Epic: Researcher User Workflow — End-to-End Execution Experience

Owner: Anurag Gupta

Contributors: Javed Habib (execution backend), Khoa Nguyen (sandboxing / code execution), Samyak Jain (MDI / ingestion)

Version: 1.1 (March 2026)

Purpose of This Document

This document defines the frontend architecture and implementation plan for the researcher-facing workflow execution experience. It covers the full roundtrip from cohort export through samplesheet assembly, pipeline execution, and result retrieval.

It is also the integration reference for backend contributors. The contracts defined here — API shapes, data handoff points, error formats — determine what the backend must deliver for the UI to function. Where those contracts are not yet finalised, this document flags them as open dependencies.

The Problem Being Solved

The platform already has several pieces: a cohort builder, a file registry, a pipeline execution engine, an ingestion service. What it does not have is a continuous path through them. Today, a researcher who builds a cohort has no clear next step inside the platform. They would have to export a file, edit it externally, manually assemble a Nextflow command, and run it somewhere else. That is not a platform — that is a collection of tools.

This epic closes the gap.
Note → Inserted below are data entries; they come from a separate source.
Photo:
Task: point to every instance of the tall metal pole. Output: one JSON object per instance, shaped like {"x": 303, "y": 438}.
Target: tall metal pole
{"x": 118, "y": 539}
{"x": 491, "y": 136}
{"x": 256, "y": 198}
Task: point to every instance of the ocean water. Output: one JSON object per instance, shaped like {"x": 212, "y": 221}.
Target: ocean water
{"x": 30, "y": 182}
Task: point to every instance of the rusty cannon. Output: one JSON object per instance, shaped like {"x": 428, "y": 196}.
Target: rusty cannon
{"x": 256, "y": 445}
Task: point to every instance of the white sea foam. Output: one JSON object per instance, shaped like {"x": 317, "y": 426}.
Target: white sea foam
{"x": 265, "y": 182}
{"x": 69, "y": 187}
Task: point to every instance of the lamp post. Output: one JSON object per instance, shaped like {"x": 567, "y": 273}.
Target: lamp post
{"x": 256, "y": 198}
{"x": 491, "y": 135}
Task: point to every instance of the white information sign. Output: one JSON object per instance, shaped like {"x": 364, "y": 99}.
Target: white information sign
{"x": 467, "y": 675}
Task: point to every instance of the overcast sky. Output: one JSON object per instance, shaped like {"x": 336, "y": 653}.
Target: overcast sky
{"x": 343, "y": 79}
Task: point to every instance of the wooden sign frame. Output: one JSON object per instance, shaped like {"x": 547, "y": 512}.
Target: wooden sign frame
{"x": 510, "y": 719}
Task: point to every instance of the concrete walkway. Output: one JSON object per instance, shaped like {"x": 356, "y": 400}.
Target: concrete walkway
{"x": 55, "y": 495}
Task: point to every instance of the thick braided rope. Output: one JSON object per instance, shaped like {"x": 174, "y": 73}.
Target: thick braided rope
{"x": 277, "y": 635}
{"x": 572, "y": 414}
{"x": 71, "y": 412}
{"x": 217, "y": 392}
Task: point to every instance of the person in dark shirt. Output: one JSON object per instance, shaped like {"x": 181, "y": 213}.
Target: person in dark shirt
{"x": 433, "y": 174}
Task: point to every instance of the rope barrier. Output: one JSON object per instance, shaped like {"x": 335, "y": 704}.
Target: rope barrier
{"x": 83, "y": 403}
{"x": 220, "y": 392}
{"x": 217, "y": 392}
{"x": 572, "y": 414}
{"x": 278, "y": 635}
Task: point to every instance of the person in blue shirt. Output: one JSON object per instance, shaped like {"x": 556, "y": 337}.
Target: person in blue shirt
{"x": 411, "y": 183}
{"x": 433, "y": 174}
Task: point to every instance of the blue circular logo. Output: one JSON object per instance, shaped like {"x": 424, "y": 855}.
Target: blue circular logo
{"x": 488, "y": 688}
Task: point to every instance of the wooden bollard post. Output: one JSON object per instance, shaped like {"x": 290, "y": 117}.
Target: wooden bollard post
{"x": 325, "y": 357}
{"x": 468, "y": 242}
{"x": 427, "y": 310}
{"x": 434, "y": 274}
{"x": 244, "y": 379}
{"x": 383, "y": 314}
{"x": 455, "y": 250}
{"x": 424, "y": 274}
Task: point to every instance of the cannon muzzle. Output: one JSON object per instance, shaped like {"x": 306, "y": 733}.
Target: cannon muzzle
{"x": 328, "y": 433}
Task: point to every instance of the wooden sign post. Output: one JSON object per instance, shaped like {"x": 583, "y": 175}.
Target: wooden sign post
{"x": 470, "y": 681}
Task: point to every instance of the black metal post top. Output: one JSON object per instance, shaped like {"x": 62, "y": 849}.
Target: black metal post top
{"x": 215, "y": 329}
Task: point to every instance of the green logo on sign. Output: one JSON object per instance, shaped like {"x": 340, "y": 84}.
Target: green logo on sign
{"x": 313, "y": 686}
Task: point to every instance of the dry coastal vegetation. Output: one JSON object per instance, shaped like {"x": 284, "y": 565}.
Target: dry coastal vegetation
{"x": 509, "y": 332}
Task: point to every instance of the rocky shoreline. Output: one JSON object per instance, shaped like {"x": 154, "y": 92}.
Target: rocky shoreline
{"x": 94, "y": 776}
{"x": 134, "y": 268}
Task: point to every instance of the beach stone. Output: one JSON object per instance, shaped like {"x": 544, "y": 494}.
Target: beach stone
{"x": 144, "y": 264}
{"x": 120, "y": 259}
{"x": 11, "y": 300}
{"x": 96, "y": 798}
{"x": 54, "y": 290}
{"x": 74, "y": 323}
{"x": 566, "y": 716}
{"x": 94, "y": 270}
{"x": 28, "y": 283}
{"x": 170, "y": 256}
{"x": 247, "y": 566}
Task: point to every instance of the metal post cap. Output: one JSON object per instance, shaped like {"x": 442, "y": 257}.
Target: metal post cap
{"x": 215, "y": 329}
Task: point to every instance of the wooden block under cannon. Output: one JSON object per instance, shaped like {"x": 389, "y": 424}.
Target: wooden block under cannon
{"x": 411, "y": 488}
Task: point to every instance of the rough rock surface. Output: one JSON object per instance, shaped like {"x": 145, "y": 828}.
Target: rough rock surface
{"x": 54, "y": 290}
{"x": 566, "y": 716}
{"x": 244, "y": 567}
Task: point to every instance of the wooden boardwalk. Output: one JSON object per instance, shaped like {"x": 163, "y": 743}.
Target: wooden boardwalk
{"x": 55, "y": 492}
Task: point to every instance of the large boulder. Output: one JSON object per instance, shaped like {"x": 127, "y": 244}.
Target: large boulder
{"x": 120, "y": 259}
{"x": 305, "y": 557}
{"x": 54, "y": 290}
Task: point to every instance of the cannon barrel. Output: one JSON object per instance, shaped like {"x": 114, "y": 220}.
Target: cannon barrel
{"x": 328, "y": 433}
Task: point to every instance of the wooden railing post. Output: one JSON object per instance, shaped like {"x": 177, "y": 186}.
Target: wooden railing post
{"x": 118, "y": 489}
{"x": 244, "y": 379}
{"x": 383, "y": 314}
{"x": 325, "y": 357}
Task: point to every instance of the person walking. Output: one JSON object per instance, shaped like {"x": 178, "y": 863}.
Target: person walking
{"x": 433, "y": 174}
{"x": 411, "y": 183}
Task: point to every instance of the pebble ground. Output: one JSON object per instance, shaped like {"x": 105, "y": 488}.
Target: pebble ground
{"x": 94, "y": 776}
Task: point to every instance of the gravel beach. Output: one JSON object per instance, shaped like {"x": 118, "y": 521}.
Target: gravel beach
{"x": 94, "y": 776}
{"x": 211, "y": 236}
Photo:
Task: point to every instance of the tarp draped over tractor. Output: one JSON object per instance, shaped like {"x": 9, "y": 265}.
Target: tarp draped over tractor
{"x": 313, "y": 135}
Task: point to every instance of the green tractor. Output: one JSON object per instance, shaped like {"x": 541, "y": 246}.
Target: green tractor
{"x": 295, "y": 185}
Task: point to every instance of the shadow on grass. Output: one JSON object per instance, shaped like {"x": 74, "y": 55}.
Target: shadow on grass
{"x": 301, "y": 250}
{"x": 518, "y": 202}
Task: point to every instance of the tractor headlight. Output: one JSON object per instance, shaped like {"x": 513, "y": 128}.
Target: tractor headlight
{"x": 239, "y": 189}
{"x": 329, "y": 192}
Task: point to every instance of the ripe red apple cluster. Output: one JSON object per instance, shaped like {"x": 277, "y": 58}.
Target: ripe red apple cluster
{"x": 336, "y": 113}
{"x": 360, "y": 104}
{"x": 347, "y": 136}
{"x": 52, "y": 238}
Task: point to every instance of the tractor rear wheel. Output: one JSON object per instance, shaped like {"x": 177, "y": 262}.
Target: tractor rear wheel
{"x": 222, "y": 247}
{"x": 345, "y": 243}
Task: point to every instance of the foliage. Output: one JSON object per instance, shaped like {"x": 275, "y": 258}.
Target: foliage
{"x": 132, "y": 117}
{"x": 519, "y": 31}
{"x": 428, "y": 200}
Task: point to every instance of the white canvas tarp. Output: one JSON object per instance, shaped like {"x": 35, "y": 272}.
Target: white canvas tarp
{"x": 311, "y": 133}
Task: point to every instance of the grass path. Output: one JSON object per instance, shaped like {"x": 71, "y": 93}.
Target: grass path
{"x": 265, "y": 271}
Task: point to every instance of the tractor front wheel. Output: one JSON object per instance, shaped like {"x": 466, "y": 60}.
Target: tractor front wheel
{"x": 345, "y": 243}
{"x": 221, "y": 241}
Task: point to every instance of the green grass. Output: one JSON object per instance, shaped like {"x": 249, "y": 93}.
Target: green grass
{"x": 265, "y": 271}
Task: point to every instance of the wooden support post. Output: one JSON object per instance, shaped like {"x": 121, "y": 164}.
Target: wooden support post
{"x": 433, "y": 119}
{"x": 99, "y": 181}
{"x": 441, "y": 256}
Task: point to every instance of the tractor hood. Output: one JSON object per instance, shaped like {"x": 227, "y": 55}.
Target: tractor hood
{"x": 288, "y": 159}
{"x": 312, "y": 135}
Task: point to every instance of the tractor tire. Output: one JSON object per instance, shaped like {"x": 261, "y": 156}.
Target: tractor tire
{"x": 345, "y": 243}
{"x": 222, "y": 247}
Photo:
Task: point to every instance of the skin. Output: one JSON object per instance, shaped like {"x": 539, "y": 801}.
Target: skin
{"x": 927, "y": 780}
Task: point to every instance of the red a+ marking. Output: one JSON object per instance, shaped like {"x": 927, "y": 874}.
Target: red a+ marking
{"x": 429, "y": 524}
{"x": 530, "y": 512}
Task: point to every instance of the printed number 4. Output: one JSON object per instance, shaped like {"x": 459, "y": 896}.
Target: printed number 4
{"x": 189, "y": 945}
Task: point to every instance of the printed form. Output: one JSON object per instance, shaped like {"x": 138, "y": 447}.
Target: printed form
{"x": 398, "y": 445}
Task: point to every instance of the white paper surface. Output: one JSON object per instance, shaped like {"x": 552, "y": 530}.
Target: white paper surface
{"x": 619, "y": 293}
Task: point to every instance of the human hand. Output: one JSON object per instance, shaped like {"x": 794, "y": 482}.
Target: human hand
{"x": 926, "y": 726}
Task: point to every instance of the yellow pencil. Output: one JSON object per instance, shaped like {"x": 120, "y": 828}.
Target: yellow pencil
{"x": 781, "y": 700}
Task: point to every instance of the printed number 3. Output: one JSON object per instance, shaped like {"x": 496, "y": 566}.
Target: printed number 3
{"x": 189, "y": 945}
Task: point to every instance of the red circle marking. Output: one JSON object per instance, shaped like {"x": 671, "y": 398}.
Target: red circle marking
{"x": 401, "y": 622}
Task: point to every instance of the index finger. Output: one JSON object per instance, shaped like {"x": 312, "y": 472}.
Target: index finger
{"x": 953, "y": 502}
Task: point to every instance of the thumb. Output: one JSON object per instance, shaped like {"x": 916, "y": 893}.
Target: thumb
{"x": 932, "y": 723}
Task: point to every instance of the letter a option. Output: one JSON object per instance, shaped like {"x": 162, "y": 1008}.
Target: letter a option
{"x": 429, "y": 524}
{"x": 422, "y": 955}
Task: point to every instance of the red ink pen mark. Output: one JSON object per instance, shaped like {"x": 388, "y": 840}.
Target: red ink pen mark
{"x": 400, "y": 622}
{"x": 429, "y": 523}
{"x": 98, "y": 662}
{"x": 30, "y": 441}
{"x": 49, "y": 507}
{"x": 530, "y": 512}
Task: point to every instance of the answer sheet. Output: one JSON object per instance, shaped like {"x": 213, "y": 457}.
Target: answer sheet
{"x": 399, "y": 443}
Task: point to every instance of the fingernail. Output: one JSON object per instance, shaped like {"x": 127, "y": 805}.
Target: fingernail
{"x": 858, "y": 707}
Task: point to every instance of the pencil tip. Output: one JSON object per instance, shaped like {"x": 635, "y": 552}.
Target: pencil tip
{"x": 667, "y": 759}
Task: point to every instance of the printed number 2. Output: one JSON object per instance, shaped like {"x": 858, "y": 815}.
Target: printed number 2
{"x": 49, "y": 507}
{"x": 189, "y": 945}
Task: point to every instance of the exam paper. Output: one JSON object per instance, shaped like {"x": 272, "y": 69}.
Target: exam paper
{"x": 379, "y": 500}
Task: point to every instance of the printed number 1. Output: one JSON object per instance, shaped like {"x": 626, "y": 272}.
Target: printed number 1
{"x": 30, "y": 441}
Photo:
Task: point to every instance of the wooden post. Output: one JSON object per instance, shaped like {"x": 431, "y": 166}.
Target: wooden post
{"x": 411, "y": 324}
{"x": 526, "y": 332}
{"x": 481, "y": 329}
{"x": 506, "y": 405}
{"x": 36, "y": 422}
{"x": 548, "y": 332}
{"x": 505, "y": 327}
It makes the platform the place where the full roundtrip happens:

Cohort → Samplesheet → Edit → Run → Results

Everything in scope here is in service of that single journey.

User Journey

The researcher has built a cohort — a named collection of samples — in the cohort builder. They click Export to Samplesheet.
The platform generates a CSV pre-filled with sample IDs and file paths for all samples in the cohort. It opens immediately in an in-platform spreadsheet editor.
The researcher reviews the samplesheet. They:
- Add or remove rows (mix in their own uploaded files alongside SRA data)
- Fill in pipeline-specific columns the platform cannot auto-fill (e.g. strandedness, contrast group labels)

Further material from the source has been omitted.